ご遺体を人生の最後に相応しく、生前のその人らしい姿に整える「エンゼルケア」は、患者の尊厳を守るだけでなく、残された家族のケアとしても重要な意味を持ちます。

エンゼルケアは家族とともに行うことにより、患者と最後のお別れをする時間を作り、家族が少しでも納得感、満足感をもてるようにすることが目的となっています。

また緩和ケアを提供してきた看護師をはじめとするスタッフもそれまで築いてきた患者とのお別れの時間となり、終末期における無力感や後悔などを軽減することがわかっています。

エンゼルケアを実際に行うに当たっては、まず生前のその人らしい表情を作ることが重要です。面会者や弔問客は故人の顔を見て生前の思い出を創造するため、エンゼルケアで表情を整えることは患者・家族だけでなく、知人や近親者にとっても大切です。

遺族を対象として「死別後つらかったときに何が助けになったか?」という調査を行った結果、6割が「故人の表情が安らかであったこと」を挙げていることからも、安らかな死に顔やその人らしい表情を作る意義が大きいことがわかります。

エンゼルケアの具体的な方法としては、エンゼルメイク(医療行為による損傷、病状によって失われた生前の面影を取り戻すために、顔の造作を整える)や洗髪、頭皮マッサージ、顔全体のマッサージによるフェイスケアなどが挙げられます。

終末期における患者の家族は「少しでも患者の役に立ちたい」、「患者の安楽を保障してほしい」、「患者のそばに居たい」というニーズがあります。エンゼルケアは、家族が患者と触れ合うことができる最後のケアです。最後のお別れのときに患者にどうして挙げたいか、家族の以降や気持ちを聞きながら、口紅をさす、顔を拭くなどの行為を通してこれらのニーズに応えることが求められます。

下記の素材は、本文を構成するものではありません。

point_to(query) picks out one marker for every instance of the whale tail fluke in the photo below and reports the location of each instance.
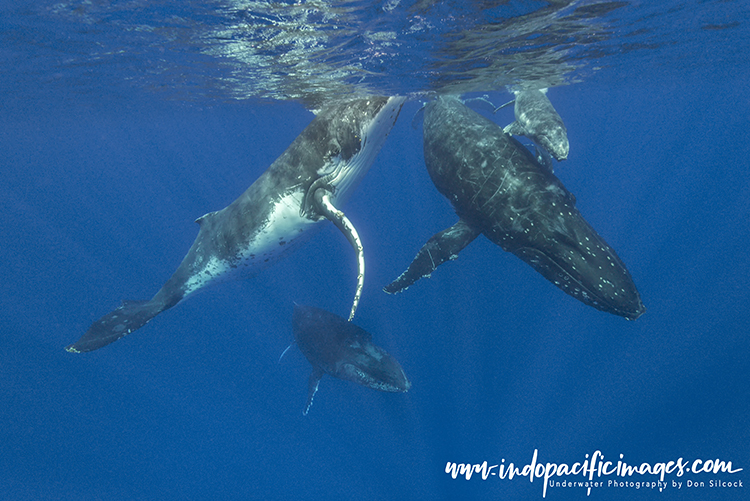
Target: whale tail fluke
(129, 316)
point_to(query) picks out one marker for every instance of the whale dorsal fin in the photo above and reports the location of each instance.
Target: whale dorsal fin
(503, 106)
(315, 377)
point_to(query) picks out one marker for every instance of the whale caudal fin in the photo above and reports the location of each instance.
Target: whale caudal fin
(440, 248)
(323, 204)
(131, 315)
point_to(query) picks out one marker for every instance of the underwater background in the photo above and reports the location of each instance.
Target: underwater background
(123, 122)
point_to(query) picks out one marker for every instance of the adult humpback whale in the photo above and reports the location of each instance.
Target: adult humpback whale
(538, 120)
(339, 348)
(316, 173)
(499, 189)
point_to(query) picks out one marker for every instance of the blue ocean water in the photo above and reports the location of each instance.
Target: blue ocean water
(122, 122)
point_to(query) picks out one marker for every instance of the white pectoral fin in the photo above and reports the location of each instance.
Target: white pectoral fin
(324, 205)
(514, 129)
(315, 377)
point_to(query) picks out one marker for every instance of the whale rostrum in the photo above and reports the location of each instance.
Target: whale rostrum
(309, 182)
(499, 189)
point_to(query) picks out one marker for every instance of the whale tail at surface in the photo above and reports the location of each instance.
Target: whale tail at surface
(129, 316)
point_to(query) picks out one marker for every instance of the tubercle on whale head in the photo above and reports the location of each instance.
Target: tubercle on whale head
(583, 265)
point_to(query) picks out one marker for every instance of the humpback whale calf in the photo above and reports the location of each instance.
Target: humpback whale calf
(339, 348)
(498, 189)
(313, 176)
(538, 120)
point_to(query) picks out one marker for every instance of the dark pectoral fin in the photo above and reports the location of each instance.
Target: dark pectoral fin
(131, 315)
(324, 206)
(440, 248)
(315, 378)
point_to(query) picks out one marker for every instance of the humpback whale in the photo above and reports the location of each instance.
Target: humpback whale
(313, 176)
(538, 120)
(339, 348)
(498, 189)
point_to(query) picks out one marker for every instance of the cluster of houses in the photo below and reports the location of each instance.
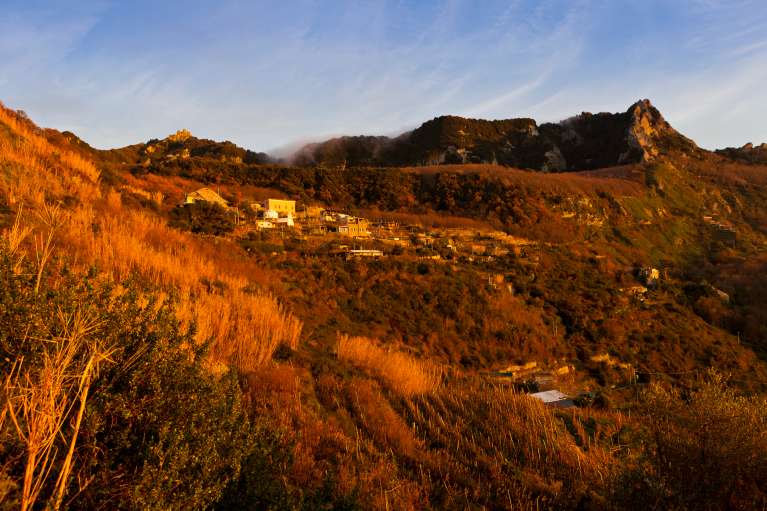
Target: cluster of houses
(308, 220)
(283, 213)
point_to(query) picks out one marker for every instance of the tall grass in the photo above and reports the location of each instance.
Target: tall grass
(517, 450)
(97, 230)
(400, 371)
(46, 405)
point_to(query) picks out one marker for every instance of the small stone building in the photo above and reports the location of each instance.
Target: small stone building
(281, 206)
(206, 195)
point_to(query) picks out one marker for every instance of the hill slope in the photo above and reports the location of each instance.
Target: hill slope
(586, 141)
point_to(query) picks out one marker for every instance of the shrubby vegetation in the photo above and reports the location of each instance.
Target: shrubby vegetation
(157, 432)
(152, 368)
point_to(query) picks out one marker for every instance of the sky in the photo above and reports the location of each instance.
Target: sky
(268, 75)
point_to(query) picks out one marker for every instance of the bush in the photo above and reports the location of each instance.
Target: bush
(158, 432)
(707, 449)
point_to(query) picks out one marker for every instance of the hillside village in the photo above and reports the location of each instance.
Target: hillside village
(368, 237)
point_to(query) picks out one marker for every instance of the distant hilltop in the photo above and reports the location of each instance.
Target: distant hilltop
(583, 142)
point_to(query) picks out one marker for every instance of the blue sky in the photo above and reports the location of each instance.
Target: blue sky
(266, 74)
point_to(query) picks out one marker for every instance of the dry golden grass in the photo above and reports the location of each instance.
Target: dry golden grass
(494, 430)
(617, 181)
(403, 373)
(97, 230)
(46, 405)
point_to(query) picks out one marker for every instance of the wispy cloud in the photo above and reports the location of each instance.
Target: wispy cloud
(266, 73)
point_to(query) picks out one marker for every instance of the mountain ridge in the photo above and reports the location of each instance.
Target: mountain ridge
(582, 142)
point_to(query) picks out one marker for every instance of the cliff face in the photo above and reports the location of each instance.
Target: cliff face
(586, 141)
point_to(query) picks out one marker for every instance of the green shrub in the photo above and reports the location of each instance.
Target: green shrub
(202, 218)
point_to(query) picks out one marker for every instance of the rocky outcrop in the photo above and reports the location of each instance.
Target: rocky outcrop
(749, 153)
(586, 141)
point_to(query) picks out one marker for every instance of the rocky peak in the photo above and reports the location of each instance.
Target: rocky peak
(648, 132)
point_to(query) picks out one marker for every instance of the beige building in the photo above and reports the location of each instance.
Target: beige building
(206, 195)
(283, 207)
(354, 227)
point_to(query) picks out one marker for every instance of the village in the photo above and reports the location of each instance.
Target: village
(358, 237)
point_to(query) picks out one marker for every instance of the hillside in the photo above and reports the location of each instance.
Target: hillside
(585, 141)
(220, 365)
(749, 153)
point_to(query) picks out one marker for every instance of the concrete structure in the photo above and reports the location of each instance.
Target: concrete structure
(364, 253)
(353, 227)
(554, 398)
(281, 206)
(286, 221)
(314, 212)
(206, 195)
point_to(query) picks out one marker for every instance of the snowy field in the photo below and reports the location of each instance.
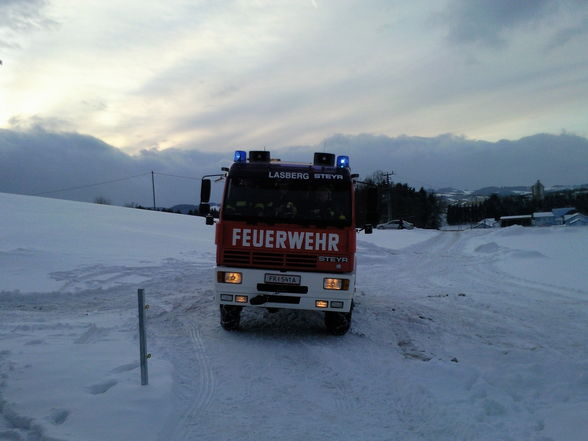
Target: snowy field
(472, 335)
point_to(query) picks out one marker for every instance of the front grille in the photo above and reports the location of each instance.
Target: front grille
(275, 287)
(283, 299)
(269, 260)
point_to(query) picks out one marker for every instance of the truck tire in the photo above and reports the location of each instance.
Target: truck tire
(230, 317)
(338, 323)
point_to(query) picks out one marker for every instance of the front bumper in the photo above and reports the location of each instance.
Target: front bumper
(308, 295)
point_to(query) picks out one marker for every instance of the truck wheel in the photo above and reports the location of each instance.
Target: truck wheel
(338, 323)
(230, 317)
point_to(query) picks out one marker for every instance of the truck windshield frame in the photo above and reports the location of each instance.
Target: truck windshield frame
(260, 198)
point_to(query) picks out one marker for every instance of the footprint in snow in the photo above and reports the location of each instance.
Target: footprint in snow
(125, 367)
(101, 388)
(58, 416)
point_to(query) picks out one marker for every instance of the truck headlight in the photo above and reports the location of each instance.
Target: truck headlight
(228, 277)
(338, 284)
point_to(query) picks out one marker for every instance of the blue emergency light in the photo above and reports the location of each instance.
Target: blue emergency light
(240, 156)
(342, 161)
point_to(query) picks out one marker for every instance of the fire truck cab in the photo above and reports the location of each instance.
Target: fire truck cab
(286, 237)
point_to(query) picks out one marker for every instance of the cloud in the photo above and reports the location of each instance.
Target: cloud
(21, 16)
(37, 161)
(453, 161)
(487, 22)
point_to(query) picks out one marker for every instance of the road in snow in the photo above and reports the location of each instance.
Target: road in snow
(473, 335)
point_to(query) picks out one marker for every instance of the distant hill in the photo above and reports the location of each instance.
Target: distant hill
(502, 191)
(184, 208)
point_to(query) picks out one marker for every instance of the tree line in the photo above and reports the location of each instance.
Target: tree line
(397, 201)
(497, 206)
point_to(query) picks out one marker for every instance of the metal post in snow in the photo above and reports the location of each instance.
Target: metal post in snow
(142, 339)
(153, 186)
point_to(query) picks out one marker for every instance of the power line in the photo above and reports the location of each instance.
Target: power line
(177, 176)
(90, 185)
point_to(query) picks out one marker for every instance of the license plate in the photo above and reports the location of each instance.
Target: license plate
(282, 279)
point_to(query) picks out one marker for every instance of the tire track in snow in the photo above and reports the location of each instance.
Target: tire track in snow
(195, 379)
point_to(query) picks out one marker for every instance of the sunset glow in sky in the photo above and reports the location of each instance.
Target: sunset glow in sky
(212, 75)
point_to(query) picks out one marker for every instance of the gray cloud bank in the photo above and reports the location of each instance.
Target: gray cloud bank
(37, 161)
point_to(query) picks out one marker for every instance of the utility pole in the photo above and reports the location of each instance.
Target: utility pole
(389, 194)
(153, 186)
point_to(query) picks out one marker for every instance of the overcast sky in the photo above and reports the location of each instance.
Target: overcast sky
(214, 75)
(464, 93)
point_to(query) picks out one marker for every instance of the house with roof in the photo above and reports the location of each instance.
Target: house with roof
(576, 220)
(525, 220)
(544, 219)
(487, 223)
(559, 213)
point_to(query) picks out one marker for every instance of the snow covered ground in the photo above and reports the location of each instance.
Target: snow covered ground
(472, 335)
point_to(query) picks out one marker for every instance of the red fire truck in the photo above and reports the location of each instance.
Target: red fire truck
(286, 237)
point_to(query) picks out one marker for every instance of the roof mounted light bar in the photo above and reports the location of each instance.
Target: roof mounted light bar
(343, 161)
(259, 156)
(327, 159)
(240, 156)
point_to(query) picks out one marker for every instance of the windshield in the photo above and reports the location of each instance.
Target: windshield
(303, 202)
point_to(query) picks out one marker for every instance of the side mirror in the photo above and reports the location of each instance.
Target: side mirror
(204, 209)
(205, 191)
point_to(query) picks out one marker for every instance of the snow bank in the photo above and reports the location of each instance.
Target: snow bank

ご遺体の状態は時間とともに変化するため、変化に合わせて整容すること、そして変化を最小限にとどめ移動中に家族が対処できるように指導することも重要です。罹患していた疾患や臨終時の兆候から、ご遺体に起こると予測される腐敗や硬直などに対して、適切なし手順で処置を行うことで、体液の滲出や顔貌の変化を防ぐことが可能です。

具体的には、ご遺体のクーリングにより、胸腔内温度と腹腔内温度を迅速に20度以下に下げるようにします。こうすることで胸腔内と腹腔内の細菌増殖が抑制され、ご遺体の腐敗減少を抑制することができます。